During the year the company received £7,821,000 from Safe as Houses Investment Plc (2021: £6,225,000) and paid construction costs on its behalf, under the development management agreement, of £3,469,433 (2021: £3,955,620). Interest of £633,783 (2021: £388,685) was charged at a rate of 8.5%. The balance outstanding at the year end was £11,420,525 (2021: £6,435,175). The balance is unsecured and repayable on demand.
During the year, a loan of £nil (2021: £nil) was provided to a related party by virtue of common trustees at the transaction date. Interest of £3,600 (2021: £3,600) was charged at an interest rate of 12%. £30,000 (2021: £30,000) was outstanding at year end and is included within debtors and £12,835 (2021: £9,235) relating to interest is included within accrued income.
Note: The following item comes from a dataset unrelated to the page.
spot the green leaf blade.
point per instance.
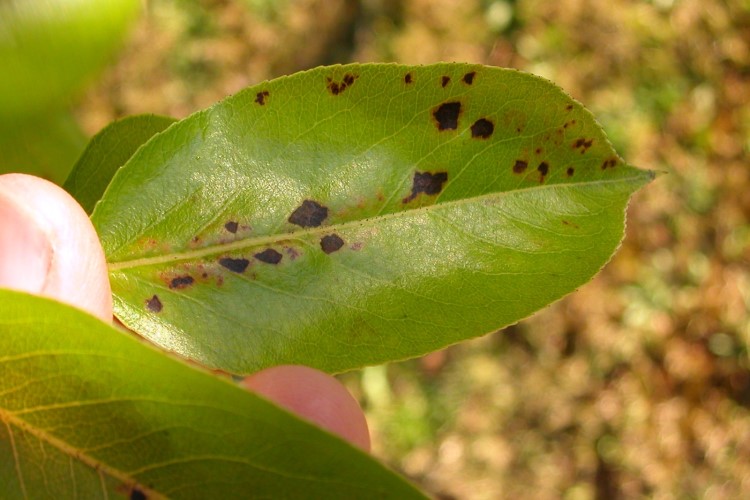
(107, 152)
(352, 215)
(88, 410)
During the year £18,000 (2021: £18,000) of consultancy services were provided by a related company by virtue of common partners and director. There was no balance outstanding at year end or in the prior year.
During the year, loans of £nil (2021: £nil) were provided to shareholders of Safe As Houses Limited. The loans incurred interest of £8,961 (2021: £8,961) at an interest rate of 8%. £112,001 (2021: £112,001) was outstanding at year end and is included within amounts owed by related parties and £30,858 (2021: £21,898) is included within accrued income.